I was just thinking, hmm its been a month since I blogged...so what's happened in the last month? Short answer, a ton of little things oh and some big things too. Details to come.
Second, I've been trying to eat better lately. No that doesn't mean how most people mean "eating better." Like eating more vegetables and less donuts...(rolling my eyes to myself) It means being better at eating. Period. No I am not a closet anorexic. Mostly, I just don't make meals. Tom's only home for dinner once a week, TWICE maybbbeee once a month. Anyway, I've been terrible about BUYING food for me. It's just freakin expensive to buy for two ppl with 2 different diets. -Not that Tom is opposed to eating like me, its simply way cheaper to cook for ppl like him. Anyway- I haven't been starving myself out of martyrdom (some times sure) most of the time nothing sounds good and even sounds gross so I don't eat. I don't eat until I'm literally having a diabetic freak-out and Tom uses his "I'm taking charge" voice and brings me home a hamburger without buns whether or not I want to eat it. I feel like a have a few issues I need to figure out.
#1. Learn new recipes! Tom's urged me to sign up for a daily meal plan/grocery list thing that caters to any diet but when I've looked at examples I get turned off. Ginger....Cumin...Peanut sauce...NOT IN THIS MOUTH, Thank you very much! lol Really, I think I could still find some great recipes despite.
#2. I don't like eating my own food.
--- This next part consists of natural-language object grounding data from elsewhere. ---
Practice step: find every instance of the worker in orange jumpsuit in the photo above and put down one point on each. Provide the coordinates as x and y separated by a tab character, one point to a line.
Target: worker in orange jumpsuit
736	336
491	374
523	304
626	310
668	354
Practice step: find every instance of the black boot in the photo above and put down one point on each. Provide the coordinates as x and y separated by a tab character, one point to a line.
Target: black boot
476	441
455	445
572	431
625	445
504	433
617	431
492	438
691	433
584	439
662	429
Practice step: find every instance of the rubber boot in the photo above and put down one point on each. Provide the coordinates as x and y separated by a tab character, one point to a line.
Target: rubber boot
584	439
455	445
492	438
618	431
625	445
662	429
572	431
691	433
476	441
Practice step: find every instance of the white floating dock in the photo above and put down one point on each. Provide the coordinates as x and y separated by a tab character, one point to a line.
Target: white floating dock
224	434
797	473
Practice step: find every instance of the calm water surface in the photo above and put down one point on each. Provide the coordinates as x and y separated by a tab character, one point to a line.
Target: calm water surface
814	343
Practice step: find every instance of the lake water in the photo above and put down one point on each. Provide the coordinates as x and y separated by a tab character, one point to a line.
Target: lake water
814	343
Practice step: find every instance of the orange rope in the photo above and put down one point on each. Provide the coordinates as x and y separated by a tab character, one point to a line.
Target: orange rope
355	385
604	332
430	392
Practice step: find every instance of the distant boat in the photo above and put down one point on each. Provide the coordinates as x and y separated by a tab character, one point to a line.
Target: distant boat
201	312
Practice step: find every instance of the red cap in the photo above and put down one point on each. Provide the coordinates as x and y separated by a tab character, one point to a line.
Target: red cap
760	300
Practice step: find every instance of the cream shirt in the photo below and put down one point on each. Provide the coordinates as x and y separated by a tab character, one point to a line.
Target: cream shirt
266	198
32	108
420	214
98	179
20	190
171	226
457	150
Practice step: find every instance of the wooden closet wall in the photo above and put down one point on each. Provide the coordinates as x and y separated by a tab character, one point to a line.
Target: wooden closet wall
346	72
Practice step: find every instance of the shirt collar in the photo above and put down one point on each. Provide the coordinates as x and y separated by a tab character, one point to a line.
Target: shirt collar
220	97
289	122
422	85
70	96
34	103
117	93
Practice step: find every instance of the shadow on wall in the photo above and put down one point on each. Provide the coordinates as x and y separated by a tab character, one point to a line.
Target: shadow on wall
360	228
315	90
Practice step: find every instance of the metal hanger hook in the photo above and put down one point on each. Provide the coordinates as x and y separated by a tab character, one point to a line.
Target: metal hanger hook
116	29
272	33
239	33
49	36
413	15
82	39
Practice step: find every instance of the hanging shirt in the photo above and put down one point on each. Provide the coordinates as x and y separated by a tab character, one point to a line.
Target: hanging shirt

Anyone else have this weird issue? Pretty sure this is all in my head! Once, years ago at Bek's I was visiting and we were talking about just that and we decided to make each other's sandwiches because we didn't like how ours normally tasted and sure enough- the same ingredients but different hands produced sandwiches we thought were the best ever! I still remember that turkey sandwich..."mmhmmm turkey sandwich aaarruuuggg" -Homer Simpson At the same time I was over at a friends house for dinner and I couldn't eat enough sugar-free jello! (Thank you Kristen =) I mean it was jello and I thought it was the best thing in the world. I've told Tom that when we are "rich" i.e., able to blow money like no biggy...so like when we're 115, I REALLY want to eat out all the time! I KNOW I'd be getting awesome nutrition. Gosh just thinking about salad and soups and steak and more meat and more salad and YES I want extra Bleu Cheese dressing, thank you very much, please leave the bucket oh and I need a refill! (By then it will only be water, I'll have kicked my diet dp addiction....fine I won't lie no I wouldn't have).
#3. Drinking water- still working on it- stop pushing me people! lol It's annoying but I'm pushing myself. I've had 2 glasses today, that's 1 more than I usually drink in 2 days!
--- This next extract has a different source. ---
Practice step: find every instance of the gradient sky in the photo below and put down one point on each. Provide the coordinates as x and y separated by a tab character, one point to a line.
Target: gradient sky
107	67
Benny-Booper: He's awesome and better than ever. He has these surges of testosterone throughout the day, right after his nap and again from 4-bedtime where he is in destruction mode, ramming his toys into the walls into each other. I'm actually afraid he's going to break the sliding glass door b/c he gets so rough. I don't mind his moments of male-ness I just worry about him going thru GLASS! Little Super Man.
It's fun to go into nursery after I finish singing time in primary to do singing time in nursery. Ben loves the songs. There's one that makes him laugh and laugh but I can't sing it anymore because it makes another little boy cry- its a silly alligator song where the alligator eats monkeys who are teasing him. hmm maybe it is disturbing. haha it's not meant to be scary and I think I extra like it because monkeys die- I don't like monkeys.
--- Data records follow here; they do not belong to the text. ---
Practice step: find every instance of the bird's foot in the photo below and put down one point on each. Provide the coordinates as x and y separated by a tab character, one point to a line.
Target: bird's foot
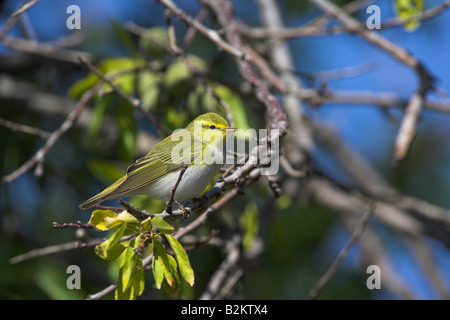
186	211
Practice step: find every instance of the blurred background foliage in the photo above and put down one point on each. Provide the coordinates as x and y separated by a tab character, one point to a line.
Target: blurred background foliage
302	238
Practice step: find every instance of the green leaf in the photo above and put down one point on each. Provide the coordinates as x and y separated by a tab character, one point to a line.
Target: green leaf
175	288
139	280
128	131
155	42
178	77
83	85
183	261
158	274
131	279
109	67
146	224
100	108
237	108
121	218
407	9
110	249
150	85
162	262
128	266
98	219
161	225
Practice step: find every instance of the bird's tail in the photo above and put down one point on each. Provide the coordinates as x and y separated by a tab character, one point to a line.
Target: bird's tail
105	194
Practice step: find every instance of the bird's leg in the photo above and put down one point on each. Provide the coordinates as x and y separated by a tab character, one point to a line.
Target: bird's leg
174	189
186	211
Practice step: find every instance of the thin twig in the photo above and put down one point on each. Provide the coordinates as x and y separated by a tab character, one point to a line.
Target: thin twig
76	225
134	102
54	249
54	137
174	189
24	128
323	281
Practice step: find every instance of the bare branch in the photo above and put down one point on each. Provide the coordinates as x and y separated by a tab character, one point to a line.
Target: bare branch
323	281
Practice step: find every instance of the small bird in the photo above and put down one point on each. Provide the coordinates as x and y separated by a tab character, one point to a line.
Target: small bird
157	173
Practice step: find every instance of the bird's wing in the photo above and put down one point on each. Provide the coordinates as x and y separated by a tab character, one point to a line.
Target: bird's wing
159	162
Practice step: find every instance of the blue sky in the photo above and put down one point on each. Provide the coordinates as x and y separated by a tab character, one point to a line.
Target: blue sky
365	128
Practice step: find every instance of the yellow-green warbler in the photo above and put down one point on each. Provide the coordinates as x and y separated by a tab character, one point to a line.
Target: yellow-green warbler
157	173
Tom: Tom is Tom! I was talking to someone the other day and they said oh did you get to go on a date then? And I was like ah no? The last time we went on a date was dinner for my birthday- if Ben was with us does that count as a date? Otherwise our last date was in November. Our anniversary is coming up so we'll do something just us. At the moment I feel okay about the loneliness but for now I'm letting my meds do there purpose! Anyway- he's enjoying a much easier semester and doing fantastically. He's perfect. I'm sorry to be gushy-annoying, he's not only perfect for me but I really hope I don't die young (for many reasons) but mostly he'd be snatched up so fast. He's the whole package. Biggest Attribute HAS the Patience of a SAINT ESPECIALLY during the wrath of a pms-ing woman. Biggest Fault -loves watching James Bond (once a semester).